All presidential campaigns, like all federal agencies and all football announcers, develop their own jargon, their own dialogue. It they didn't, how would the rest of us ever learn that there is a difference between horizontal and vertical divestiture and that inflation, in addition to being a major problem in our daily lives, is also a "beast" that must be "tamed" and "put back into the cage"?

It is an axiom of our politics that the candidate who can dominate a campaign's dialogue will almost invariably be accepting congratulations, not condolences, on election night. But like so many things this year, that ancient rule is not being honored. The principal author of the 1980 dialogue is not simply trailing badly in the early balloting; his presidential campaign is reported to be on the verge of Chapter Eleven proceedings. We have in our midst a prophet without profit: California's Gov. Jerry Brown.

Brown, who has become the political-cultural equivalent of the NBC commissary in Johnny Carson's monologues, deserves some real credit for what he has been able to accomplish with limited cash and limited popular support. It was Jerry Brown, alone among national candidates, who first dared to suggest to American voters that small could be beautiful, that less might even be more.

All of us can see what has happened. After generations of believing that bigger is better, we are not hearing a battery of Jerry Brown clones tell us just the opposite. Kiwanis club luncheons and Eastern Star suppers, all over New Hampshire, are being informed that our common enemy is bigness. Big government. Big spenders. Big deficits. Big business. Big labor. And Big Brother.

Check your own records. When was the last time you heard any candidate, in a prepared text or on a Sunday talk show, attack or criticize any of the following: tiny defense contractors, little oil or puny multinationals? Thanks to Brown and his leadership, all 1980 candidates are thinking small: daily they pledge their allegiance to the small farmer, the small businessman, the small investor.

The other candidate who has dominated the 1980 campaign dialogue, almost as much as Brown, is his predecessor as governor of California: Ronald Reagan. Virtually all the 1980 Republican candidates sound remarkably similar to the 1976 Reagan.
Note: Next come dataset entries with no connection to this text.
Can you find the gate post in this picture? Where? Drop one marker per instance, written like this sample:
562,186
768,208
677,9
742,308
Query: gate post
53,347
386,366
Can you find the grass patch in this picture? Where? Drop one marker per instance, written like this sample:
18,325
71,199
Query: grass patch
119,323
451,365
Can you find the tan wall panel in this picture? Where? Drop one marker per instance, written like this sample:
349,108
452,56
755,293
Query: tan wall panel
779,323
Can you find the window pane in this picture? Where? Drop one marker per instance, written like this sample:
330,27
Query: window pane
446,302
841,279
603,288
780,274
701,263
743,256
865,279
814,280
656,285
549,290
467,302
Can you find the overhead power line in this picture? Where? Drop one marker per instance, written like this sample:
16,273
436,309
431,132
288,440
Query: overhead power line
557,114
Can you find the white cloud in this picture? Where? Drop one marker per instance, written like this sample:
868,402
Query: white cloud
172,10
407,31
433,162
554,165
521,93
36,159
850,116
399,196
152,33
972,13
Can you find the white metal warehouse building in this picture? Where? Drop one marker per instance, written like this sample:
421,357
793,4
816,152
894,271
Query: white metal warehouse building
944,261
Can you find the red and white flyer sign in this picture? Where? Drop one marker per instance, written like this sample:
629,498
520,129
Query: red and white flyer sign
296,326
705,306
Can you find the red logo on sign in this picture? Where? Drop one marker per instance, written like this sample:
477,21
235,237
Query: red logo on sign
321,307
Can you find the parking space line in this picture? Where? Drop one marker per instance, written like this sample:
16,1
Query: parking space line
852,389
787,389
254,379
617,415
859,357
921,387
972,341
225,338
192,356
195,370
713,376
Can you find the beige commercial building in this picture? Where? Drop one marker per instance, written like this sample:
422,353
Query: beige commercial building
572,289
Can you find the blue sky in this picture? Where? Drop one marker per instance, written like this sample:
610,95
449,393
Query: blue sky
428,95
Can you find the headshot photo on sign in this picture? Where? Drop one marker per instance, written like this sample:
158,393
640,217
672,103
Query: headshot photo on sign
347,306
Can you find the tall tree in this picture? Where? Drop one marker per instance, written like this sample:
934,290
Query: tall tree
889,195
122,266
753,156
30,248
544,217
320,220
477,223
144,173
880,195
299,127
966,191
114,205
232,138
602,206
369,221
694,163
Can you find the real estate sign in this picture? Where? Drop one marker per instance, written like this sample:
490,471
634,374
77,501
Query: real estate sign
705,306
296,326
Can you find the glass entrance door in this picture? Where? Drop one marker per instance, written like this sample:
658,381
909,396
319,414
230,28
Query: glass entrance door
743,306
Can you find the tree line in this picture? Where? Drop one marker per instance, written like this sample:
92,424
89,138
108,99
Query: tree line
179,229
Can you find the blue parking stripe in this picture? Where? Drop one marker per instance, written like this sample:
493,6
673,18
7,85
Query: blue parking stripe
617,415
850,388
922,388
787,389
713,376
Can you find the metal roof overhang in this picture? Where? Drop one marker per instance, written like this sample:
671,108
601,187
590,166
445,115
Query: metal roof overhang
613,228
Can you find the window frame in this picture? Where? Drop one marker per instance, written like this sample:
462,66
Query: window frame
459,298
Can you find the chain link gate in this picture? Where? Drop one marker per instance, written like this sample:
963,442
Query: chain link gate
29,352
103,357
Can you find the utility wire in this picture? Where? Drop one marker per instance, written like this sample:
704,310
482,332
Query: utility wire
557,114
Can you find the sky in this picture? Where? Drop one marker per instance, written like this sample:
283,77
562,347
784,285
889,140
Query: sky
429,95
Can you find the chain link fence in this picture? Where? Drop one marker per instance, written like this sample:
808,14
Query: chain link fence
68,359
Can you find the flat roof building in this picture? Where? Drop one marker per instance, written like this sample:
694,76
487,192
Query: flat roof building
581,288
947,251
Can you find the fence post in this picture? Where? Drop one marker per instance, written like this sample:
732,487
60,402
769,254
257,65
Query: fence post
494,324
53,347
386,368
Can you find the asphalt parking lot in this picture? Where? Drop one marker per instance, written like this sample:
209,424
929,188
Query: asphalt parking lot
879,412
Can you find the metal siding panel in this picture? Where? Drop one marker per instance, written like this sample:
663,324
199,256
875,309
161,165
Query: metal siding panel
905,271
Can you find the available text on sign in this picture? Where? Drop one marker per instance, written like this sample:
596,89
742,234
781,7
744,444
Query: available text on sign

So thanks must also be paid to Ronald Reagan for his restraint in imposing limits on the dialogue. Up to now, in this admittedly conservative year, there has not been a single mention of purging the Social Security rolls of either chiselers or frauds. The first sign that the campaign dialogue is totally out of control will be when some candidate unveils his plan to go after the able-bodied 61-year-olds who are Social Security cheats.

Unasked and unanswered questions of this campaign:

When and where will William Kunstler, the attorney for the persecuted and the plaintive, announce that he is volunteering to represent the ex-shah before the international commission of investigation?

Does anybody have any idea what Chip Carter does to keep busy between his father's presidential campaigns?

Prior to all the flap about George Bush's membership in that group, did anyone else think that Trilateral was something Arnold Schwarzenegger flexed while pumping iron?

The endless dispute between Sen. Edward Kennedy and President Carter ("I did too suggest it first." "You did not; I was already doing it." "You said you'd call." "I tried to, but the line was busy.") is fast taking on all the charm and appeal of a weekend with the Bickersons.

And on the subject of Kennedy: New Hampshire voters are paying a dollar a gallon for home heating oil and the nation is facing an annual inflation rate of 21 percent -- two heavy liabilities for any incumbent. Why, then, does Kennedy insist on criticizing the president where he is least vulneralbe: in his new, and popular, role as command-in-chief and in his reputation for honesty, which nobody, other than Victor Lasky and Edward Kennedy, has previously questioned?

William Loeb, the ever-loathing publisher of the Manchester Union-Leader, has his own ideas about the effectiveness of our nation's intelligence capability. Loeb, a fervent Reagan partisan, explained recently to his New Hampshire readers that George Bush's upset victory in the Iowa caucuses had "all the smell of a covert CIA operation." Honest.

Most candidates draw voter and press criticism for changing or trimming their positions on issues, for not being consistent. Not Ronald Reagan. Reagan has been widely criticized for not changing his position. For being consistent. You figure it out.

A suitable substitute for "big" in certain campaign statements is the word "bloated," as in "bloated bureaucracy" or "bloated defense establishment." People who oppose a bloated defense establishment almost always support a lean, muscular and tough defense capability.

When you read that Textron, Inc., while Treasury Secretary William Miller was its chief executive, spent $600,000 on meals and drinks for Pentagon personnel, it's easier to understand how our defense establishment could end up bloated.